Je garde ma chambre très-fidèlement, et j’ai remis mes Pâques à dimanche, afin d’avoir dix jours entiers à me reposer. Mme de Coulanges apporte au coin de mon feu les restes de sa petite maladie : je lui portai hier mon mal de genou et mes pantoufles. On y envoya ceux qui me cherchoient : ce fut des Schomberg, des Senneterre, des Cœuvres[3], et Mlle de Méri, que je n’avois point encore vue. Elle est, à ce qu’on dit, très-bien logée ; j’ai fort envie de la voir dans son château. Ma main veut se reposer, je lui dois bien cette complaisance pour celle qu’elle a pour moi.

1676
de charles de sévigné.


Je vais partir de cette ville,
Je m’en vais mercredi tout droit à Charleville,
Malgré le chagrin qui m’attend[4]..

Je n’ai pas jugé à propos d’achever ce couplet[5], parce que voilà toute mon histoire dite en trois vers. Vous ne sauriez croire la joie que j’ai de voir ma mère en l’état où elle est. Je vous ordonne toujours d’aller la voir à Bourbon ; vous pourrez fort bien revenir ici avec elle, en attendant que M. de Grignan vous rapporte votre lustre, et vous fasse reparoître comme la gala del pueblo, la flor del abril[6]. Si vous suivez mon avis, vous serez bien plus heureuse que moi : vous verrez ma mère, sans avoir le chagrin de la quitter dans deux ou trois jours, lequel chagrin est d’ordinaire accompagné de plusieurs autres qui sont aisés à deviner.

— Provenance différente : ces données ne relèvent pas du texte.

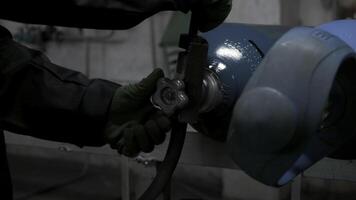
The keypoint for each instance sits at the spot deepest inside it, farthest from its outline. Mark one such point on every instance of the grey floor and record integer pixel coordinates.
(40, 178)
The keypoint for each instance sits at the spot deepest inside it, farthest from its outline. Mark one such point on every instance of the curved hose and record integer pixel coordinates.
(166, 169)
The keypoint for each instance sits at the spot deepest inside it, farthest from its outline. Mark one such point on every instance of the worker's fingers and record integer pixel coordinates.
(154, 131)
(143, 140)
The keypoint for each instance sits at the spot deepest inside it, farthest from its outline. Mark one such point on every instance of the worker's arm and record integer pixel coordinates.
(44, 100)
(107, 14)
(41, 99)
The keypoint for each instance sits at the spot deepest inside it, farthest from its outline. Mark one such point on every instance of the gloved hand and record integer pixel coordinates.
(134, 124)
(211, 12)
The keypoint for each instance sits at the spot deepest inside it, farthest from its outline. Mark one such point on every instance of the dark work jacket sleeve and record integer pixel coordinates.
(99, 14)
(41, 99)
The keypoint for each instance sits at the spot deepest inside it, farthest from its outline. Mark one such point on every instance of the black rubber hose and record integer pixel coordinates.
(167, 167)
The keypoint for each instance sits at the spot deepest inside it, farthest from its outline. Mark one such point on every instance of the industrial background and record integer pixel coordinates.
(48, 170)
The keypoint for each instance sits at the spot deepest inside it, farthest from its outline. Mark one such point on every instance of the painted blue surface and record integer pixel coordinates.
(344, 29)
(235, 51)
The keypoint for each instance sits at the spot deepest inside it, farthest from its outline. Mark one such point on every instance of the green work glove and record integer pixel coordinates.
(211, 12)
(134, 124)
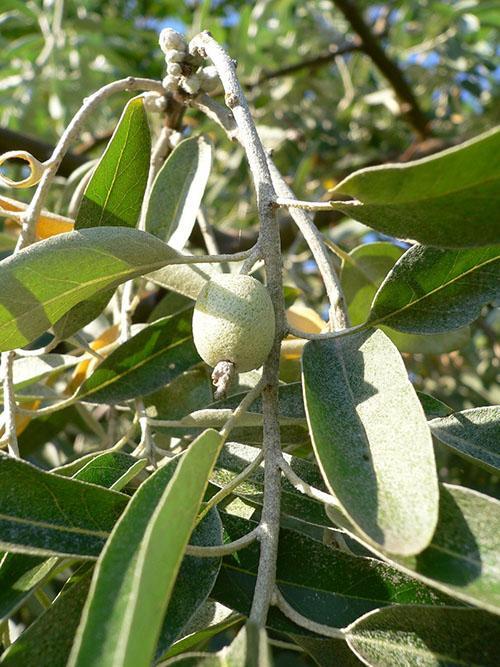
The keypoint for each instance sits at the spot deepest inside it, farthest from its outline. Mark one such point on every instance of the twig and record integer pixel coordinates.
(233, 484)
(304, 622)
(306, 488)
(224, 549)
(338, 310)
(312, 63)
(270, 244)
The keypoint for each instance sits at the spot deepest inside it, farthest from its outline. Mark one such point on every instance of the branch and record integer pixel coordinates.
(370, 45)
(224, 549)
(11, 140)
(311, 64)
(269, 244)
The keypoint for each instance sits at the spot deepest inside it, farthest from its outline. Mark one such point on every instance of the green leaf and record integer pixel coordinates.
(449, 199)
(194, 583)
(426, 637)
(248, 649)
(115, 192)
(43, 282)
(81, 314)
(32, 369)
(474, 434)
(156, 355)
(463, 559)
(356, 388)
(21, 574)
(430, 290)
(47, 641)
(177, 192)
(42, 513)
(361, 279)
(136, 572)
(334, 590)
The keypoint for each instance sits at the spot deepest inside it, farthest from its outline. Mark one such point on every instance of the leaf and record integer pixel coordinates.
(28, 370)
(248, 649)
(426, 636)
(379, 466)
(156, 355)
(20, 574)
(334, 589)
(43, 282)
(463, 559)
(177, 192)
(449, 199)
(430, 290)
(474, 434)
(194, 583)
(42, 513)
(361, 279)
(47, 641)
(81, 314)
(116, 189)
(136, 572)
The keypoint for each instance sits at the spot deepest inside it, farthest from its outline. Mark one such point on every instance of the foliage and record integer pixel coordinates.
(338, 505)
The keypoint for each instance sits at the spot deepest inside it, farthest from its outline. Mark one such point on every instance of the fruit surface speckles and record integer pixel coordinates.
(233, 320)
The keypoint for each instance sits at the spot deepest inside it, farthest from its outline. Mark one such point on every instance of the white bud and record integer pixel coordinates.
(174, 56)
(209, 78)
(170, 83)
(171, 39)
(174, 69)
(191, 84)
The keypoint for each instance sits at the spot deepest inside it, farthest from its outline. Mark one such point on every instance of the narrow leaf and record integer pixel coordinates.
(379, 466)
(474, 434)
(42, 513)
(43, 282)
(449, 199)
(362, 277)
(147, 361)
(177, 192)
(430, 290)
(137, 570)
(426, 636)
(115, 192)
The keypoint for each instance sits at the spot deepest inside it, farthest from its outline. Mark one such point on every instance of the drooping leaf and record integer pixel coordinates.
(194, 583)
(20, 574)
(426, 636)
(116, 189)
(43, 282)
(448, 200)
(156, 355)
(379, 466)
(177, 191)
(463, 559)
(334, 589)
(47, 642)
(137, 570)
(361, 279)
(431, 290)
(248, 649)
(43, 513)
(474, 434)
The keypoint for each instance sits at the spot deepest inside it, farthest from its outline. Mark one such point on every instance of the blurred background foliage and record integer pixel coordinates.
(334, 86)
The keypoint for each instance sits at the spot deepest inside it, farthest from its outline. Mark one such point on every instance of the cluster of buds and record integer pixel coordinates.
(185, 71)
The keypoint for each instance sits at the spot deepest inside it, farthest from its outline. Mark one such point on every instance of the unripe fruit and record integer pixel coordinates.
(233, 320)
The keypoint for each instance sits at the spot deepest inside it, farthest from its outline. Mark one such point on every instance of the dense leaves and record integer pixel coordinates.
(448, 200)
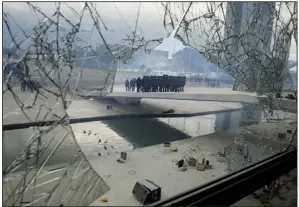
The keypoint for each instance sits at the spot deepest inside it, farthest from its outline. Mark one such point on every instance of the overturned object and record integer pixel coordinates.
(200, 166)
(147, 191)
(192, 162)
(168, 111)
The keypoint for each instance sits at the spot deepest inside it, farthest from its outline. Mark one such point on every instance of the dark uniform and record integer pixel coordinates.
(165, 83)
(127, 85)
(145, 84)
(132, 85)
(138, 83)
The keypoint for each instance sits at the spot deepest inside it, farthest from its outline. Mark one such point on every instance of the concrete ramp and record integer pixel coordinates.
(134, 97)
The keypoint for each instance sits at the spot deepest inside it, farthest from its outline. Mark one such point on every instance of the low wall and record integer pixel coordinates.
(128, 100)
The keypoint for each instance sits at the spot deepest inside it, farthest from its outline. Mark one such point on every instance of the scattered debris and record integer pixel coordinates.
(132, 172)
(168, 111)
(174, 149)
(120, 161)
(192, 161)
(200, 167)
(104, 199)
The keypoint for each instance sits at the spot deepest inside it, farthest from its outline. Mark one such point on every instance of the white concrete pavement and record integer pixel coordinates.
(191, 93)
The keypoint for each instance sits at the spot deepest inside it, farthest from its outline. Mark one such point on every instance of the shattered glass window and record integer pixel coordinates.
(59, 56)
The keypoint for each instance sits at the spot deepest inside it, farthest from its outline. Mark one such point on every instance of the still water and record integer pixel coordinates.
(139, 132)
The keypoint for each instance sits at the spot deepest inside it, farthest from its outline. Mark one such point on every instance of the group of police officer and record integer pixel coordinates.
(163, 83)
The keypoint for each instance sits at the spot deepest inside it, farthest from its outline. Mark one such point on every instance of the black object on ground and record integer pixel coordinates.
(180, 163)
(168, 111)
(147, 191)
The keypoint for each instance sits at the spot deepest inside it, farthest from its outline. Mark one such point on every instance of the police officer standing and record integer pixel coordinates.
(138, 82)
(127, 84)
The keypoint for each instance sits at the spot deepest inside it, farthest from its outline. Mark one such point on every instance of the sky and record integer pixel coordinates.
(119, 18)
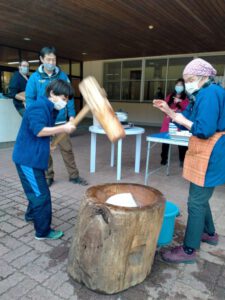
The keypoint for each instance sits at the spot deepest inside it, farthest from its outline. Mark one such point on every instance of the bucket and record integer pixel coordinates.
(167, 229)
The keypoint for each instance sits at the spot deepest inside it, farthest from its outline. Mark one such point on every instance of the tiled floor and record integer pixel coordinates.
(31, 269)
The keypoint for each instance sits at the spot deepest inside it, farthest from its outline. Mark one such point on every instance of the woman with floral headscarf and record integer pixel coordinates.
(204, 163)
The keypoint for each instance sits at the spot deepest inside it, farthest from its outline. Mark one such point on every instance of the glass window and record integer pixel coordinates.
(155, 69)
(75, 68)
(112, 77)
(131, 80)
(218, 63)
(176, 67)
(112, 90)
(154, 89)
(9, 57)
(64, 64)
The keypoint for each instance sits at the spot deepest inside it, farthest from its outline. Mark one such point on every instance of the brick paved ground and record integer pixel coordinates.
(31, 269)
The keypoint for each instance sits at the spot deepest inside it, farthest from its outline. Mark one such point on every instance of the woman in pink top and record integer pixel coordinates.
(177, 101)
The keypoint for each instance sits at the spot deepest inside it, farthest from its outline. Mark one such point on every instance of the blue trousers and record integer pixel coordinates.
(199, 215)
(39, 207)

Enfin, me revoilà encore guidon, guidon éternel, guidon à barbe grise : ce qui me console, c’est que toutes les choses de ce monde prennent fin, et qu’il n’y a pas d’apparence que celle-là seule soit exceptée de la loi générale. Adieu, ma belle petite sœur, souhaitez-moi un heureux voyage : je crains bien que l’âme intéressée de M. de Grignan ne vous en empêche ; cependant, je compte comme si tous deux vous aviez quelque envie de me revoir.

de madame de sévigné.

Adieu, ma chère bonne j’embrasse ce Comte et le conjure d’entrer dans mes intérêts et dans les sentiments de ma tendresse.



  1. LETTRE 521. — C’étoit la première maladie de Mme de Sévigné. (Note de Perrin.) Voyez la lettre à Bussy du 1er mars précédent, p. 371. — Cependant déjà en 1675 la santé de Mme de Sévigné s’était un peu altérée : voyez la lettre du 6 août 1675, p. 9.
  2. Dans les deux éditions.de Perrin : « et les plus humiliantes que vous puissiez vous imaginer. »
  3. Le fils aîné du duc d’Estrées porta sans doute jusqu’à la mort de son père (1687) le titre de marquis de Cœuvres. Il était frère de l’abbé d’Estrées, qui succéda à son oncle le cardinal d’Estrées comme évêque de Laon (1681), et il avait épousé Madeleine de Lyonne, dont il a été question au tome II, p. 305 et 331.
  4. C’est une nouvelle parodie des Adieux de Cadmus. Voyez plus haut, p. 125, note 16.
  5. Dans les éditions de 1726 : « d’achever la parodie de ce couplet. »
  6. Mots espagnols, qui signifient : l’ornement de la cité, la fleur d’avril ou du printemps.